We are a funny lot when it comes to the weather aren’t we? At the end of January we were all sitting wondering about whether global warming might be the cause of our particularly mild and dry winter. Then, with appropriate forewarning, the February cold snap came upon us.

Now, we were all told it was going to get really cold and that we’d be in line for some pretty heavy snowfall across the nation. We even had a week or so to prepare ourselves. But still, when the temperature plummeted and the flakes began to fall (exactly when the lovely BBC weather man told us it would), we were shocked, unprepared and within minutes were complaining that we couldn’t possibly cope. It was as if we’d all woken up to find ourselves in a tent with only Ernest Shackleton and a penguin for company. Frankly I found it all rather embarrassing.

Of course it wasn’t the first time such embarrassing weather behaviour had afflicted us Brits. We hate the heat (even though we only ever get a couple of days of proper heat each summer), and we hate the rain (even though we’re a nation that is famous for its precipitation). And if we get a wind that is only marginally stronger than that which was aimed at the little piggy’s house, we complain that it was like we had woken up in Kansas with Toto flying around above our heads.

The fact is that the British weather is to all intents and purposes, dull, and most of us (perhaps tellingly) like that. In fact, we’re kind of renowned across the globe for our lacklustre weather.

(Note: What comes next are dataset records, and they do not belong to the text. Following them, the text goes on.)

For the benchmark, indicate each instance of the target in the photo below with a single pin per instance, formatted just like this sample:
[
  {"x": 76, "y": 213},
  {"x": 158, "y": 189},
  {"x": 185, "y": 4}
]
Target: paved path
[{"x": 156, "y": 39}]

No-one ever comes to the UK expecting any kind of climate extremes and of course if anything ever does happen that is slightly out of the ordinary the country grinds to a halt, particularly the transport system. You’d get pretty low odds if you placed a bet on at least one of our esteemed methods of transport failing during some inclement weather. Tubes, trains, roads and airports have all failed us in recent years.

So the latest news is that because we’ve had another dry winter, it looks like we’re facing the biggest water crisis since 1976 and that we’ll be heading into a drought this summer. And it’s the south-east that’s got it pretty bad. Rainfall down here over recent months has been lower than before the infamous 1976 drought, making it our region’s third dry winter in a row. And even the aforementioned recent snow hasn’t really helped. (Apparently one foot of the white stuff only translates into one inch of water.) So some rivers and streams are already running dry, reservoirs in Kent and Sussex are 60 per cent empty and yet again, the weather has surprised us and we are all going to have to take belated preventative measures.

What we have to hope for is what normally happens in the UK. That suddenly, and out of nowhere, the weather turns a corner. We need the heavens to dramatically open (and for some considerable time) in order to redress the water balance. But of course if that happens, will we rejoice? Will we thank the heavens for saving us from a summer of hosepipe bans, washing up by hand and sharing baths with friends?

No, of course not. We won’t celebrate if it rains and we get saved from this potential drought, what we’ll do is moan. Because we always moan about the weather, whatever it is. And why? Because we’re British and it’s what we do.

NOTE TO SELF: There’s no such thing as bad weather – just the wrong clothes.